The Indian nation considered the heteronormative patriarchial unit of a nuclear family as the generic blueprint for an ideal Indian family where women were ‘attached’ to their male relations and relatives.
During migration, apart from these generic units of a nuclear Indian family, there were a variety of other categories such as single women, widowed women, divorcees, illegitimate children without fathers, sex workers, and unmarried women with children who were called ‘war babies’.
These categories fell under the umbrella term of “Unattached Women” by the Indian state which sought different provisions and schemes in order to give them refuge according to their own understanding of what would help these “unattached women.”
In post-partition India, the state took the responsibility of being a provider and the refugees gained the status of children. This dynamic was highlighted even more in the case of ‘unattached women.’
Another project of the Indian state after partition was that of ‘recovery’ of Indian women across the border who have been abducted or married into their families.

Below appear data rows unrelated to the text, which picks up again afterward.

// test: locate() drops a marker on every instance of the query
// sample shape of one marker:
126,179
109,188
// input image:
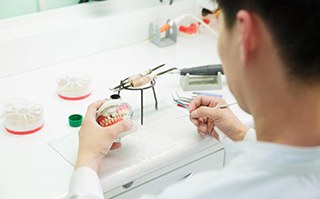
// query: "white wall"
48,38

Ritu Menon writes in No Woman’s Land, “Recognising the enormity of the problem, the two governments entered into an Inter- Dominion Agreement in November 1947 to recover as many women as possible, as speedily as possible, from each country and restore them to their families.”
The two governments are India and Pakistan who bore this responsibility without taking into account the consent of women if they want to return or not. In her Partition Memoir, Torn From The Roots, Kamlaben Patel writes about her experiences as a social worker under the Ministry of Relief and Rehabilitation.
There was a separate Women’s Section in the Ministry of Relief and Rehabilitation headed by Rameshwari Nehru and Mridulala Sarabhai. Kambalen Patel worked closely with Mridulaben and was in charge of handling many disputed cases.
She talks about differing narratives of abducted women unwilling to return and the forcible transfer of women without any consent. Echoing Uditi Sen’s argument mentioned above, Kambalen questions the inter-dominion policies regarding women and children. “But nowhere in those rules was there any provision made for the recovered women and children to decide their own futures,” she writes.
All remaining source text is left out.